Perché lì, dove non c’era più niente che servisse davvero, anche l’orzata era finita.

————–

Rajban

Il Principe Veryfico stava facendo un brutto sogno: la festa del suo compleanno si svolgeva nel posto sbagliato e il locale era scadente. Avrebbe dovuto esserci un clima tropicale e invece faceva freddo. Anche gli invitati erano strani, e il suo ricco vestito, solitamente tempestato di azioni preziose, si era trasformato in un mantello fuori moda con il collo di ermellino smangiucchiato. Per giunta si ritrovava senza stivaletti, a piedi nudi, proprio come quella tizia che continuava ad entrare e uscire da tutte le porte, sempre più ingioiellata, e che non si capiva cosa volesse da lui.
Quando la bambina brunetta sbucò dalla torta e si mise ad inseguirlo con un’accetta, decise che era il caso di svegliarsi: sapeva di stare sognando perché aveva sempre tutto sotto controllo, quindi avrebbe anche potuto vedere come andava a finire, ma quella era davvero la mattina del suo compleanno e voleva cominciarlo secondo tradizione. Mise il sogno in pause: l’avrebbe guardato registrato una delle notti successive.
Aprì gli occhi e controllò subito il panorama dagli oblò del suo palazzo galleggiante a forma di grande veliero. Niente uffici, bene: aveva ordinato il fondale Polinesia che era stato prontamente inserito.
Un tucano seduto su una bitta d’oro a zampe incrociate lo fissava attraverso i vetri. Che guardasse pure.
Si mise pigramente in ascolto di rumori vaghi e lontani, che erano probabilmente i preparativi della cerimonia.
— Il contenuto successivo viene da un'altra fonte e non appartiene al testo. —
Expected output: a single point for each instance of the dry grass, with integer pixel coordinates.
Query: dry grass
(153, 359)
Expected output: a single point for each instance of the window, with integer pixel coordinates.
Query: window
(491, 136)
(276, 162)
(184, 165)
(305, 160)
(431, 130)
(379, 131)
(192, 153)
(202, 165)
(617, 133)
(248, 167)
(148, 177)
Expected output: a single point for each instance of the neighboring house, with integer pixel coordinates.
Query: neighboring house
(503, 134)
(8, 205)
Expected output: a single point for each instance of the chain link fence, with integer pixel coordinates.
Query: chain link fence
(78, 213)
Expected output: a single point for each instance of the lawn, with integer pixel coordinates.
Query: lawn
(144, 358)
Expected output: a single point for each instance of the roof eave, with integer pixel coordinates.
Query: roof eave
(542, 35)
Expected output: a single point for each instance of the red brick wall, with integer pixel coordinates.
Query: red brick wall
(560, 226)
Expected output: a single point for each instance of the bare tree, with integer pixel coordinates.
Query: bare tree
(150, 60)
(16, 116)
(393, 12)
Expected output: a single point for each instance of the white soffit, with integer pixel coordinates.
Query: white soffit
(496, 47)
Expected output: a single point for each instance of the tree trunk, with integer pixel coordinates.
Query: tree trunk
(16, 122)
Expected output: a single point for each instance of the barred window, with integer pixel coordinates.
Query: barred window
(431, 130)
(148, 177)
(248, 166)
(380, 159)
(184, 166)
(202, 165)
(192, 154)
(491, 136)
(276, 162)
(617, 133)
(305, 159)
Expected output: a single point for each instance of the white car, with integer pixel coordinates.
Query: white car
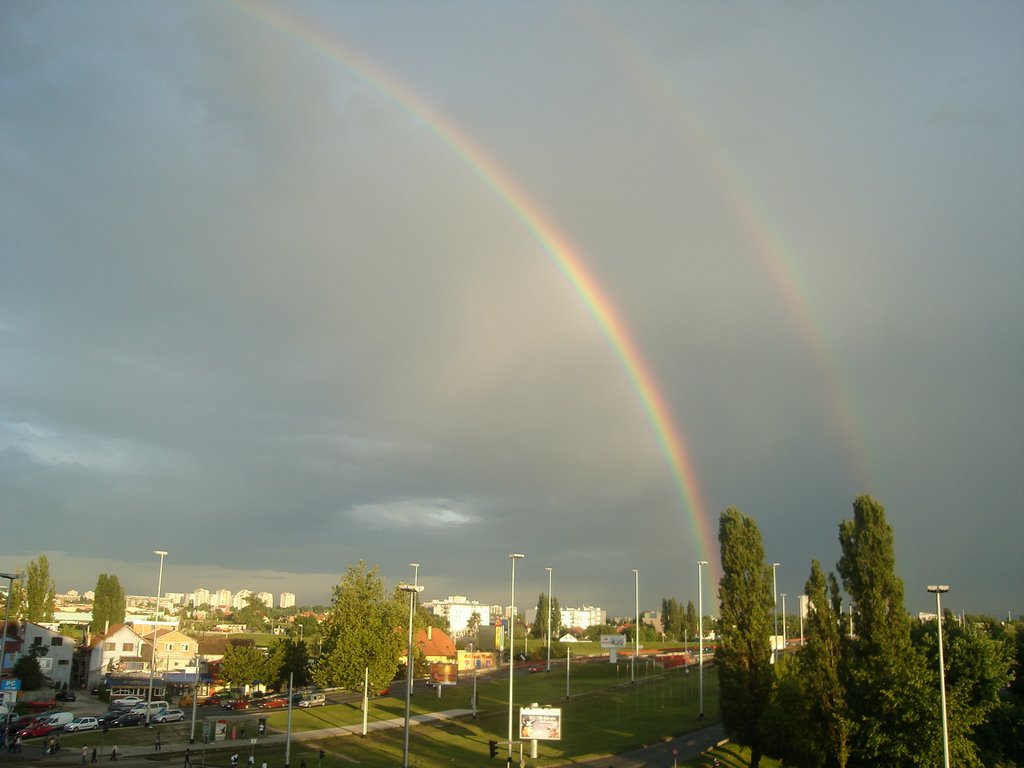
(82, 724)
(168, 716)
Quest’anno aveva chiesto ai suoi sudditi un regalo bizzarro più che mai, un po’ per mettere alla prova lo loro fedeltà, ma anche perché non sapeva più cosa chiedere: aveva tutto.
Effettivamente non c’era niente che non potesse avere, primo perché era ricco, e secondo perché quando voleva una cosa, la cosa si spaventava talmente che si consegnava da sola: tutti sapevano quanto fosse determinato.
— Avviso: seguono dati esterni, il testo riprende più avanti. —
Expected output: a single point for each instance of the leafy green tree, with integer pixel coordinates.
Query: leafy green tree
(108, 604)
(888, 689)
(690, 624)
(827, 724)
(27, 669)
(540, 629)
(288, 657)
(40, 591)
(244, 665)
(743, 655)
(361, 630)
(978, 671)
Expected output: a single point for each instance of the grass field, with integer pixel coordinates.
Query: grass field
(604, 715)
Indossò una vestaglia calda sopra il pigiama regale e si avviò alla porta che dava sull’ala pubblica con un sorrisetto compiaciuto: come ogni anno, il giorno del suo compleanno si alzava da solo, senza servitori e senza carrucole, tanto per fare un po’ di movimento.
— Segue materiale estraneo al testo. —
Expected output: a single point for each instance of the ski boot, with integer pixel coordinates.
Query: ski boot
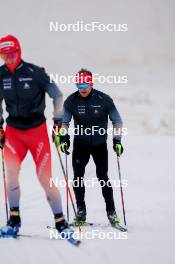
(81, 216)
(13, 224)
(113, 218)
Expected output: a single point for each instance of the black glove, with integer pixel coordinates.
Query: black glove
(117, 146)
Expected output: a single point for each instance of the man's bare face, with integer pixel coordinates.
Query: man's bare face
(10, 58)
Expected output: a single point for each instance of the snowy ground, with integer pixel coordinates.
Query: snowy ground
(147, 105)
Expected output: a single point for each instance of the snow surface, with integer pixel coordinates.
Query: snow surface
(147, 104)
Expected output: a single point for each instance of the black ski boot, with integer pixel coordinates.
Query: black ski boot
(113, 218)
(81, 214)
(62, 226)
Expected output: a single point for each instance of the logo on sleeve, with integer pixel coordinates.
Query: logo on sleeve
(7, 84)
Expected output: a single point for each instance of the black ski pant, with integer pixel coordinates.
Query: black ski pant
(80, 157)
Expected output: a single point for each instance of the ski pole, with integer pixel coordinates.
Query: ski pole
(67, 193)
(121, 190)
(5, 185)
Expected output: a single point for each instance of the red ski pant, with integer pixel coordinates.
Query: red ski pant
(17, 144)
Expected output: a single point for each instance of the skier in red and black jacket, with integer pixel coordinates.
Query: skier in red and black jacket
(23, 87)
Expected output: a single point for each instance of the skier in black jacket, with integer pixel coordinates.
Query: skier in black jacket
(90, 110)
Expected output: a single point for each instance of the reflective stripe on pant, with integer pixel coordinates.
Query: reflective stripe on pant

Adesso che ci pensava, il tucano c’era anche l’anno precedente, stessa postazione. Forse era lui che depositava silenziosamente il regalo davanti alla porta. Però l’ultima volta il pacco era talmente grosso che si era dovuto aprire con una gru di platino che era arrivata in allegato. Questo significava che quell’essere dall’aria patita doveva possedere una certa qual baldanza per riuscire a trasportare cose simili. Non che la cosa stupisse il principe Veryfico: nei fisici più fragili a volte si nasconde la mente più forte e forse il tucano trasportava le cose col pensiero. Non era da tutti, ma non era difficile, lui lo faceva spesso.
La grande porta con lo stemma di design scivolò sui cardini silenziosi, aprendosi come per magia.
Chissà come avevano impacchettato i neuroni. Sì, perché aveva chiesto dei neuroni come regalo di compleanno, tanto per farsi due risate: ne possedeva molti di più di tutti i suoi sudditi messi insieme, ovviamente, lo sapevano tutti. Era proprio curioso di vedere quanti ne avrebbero trovati.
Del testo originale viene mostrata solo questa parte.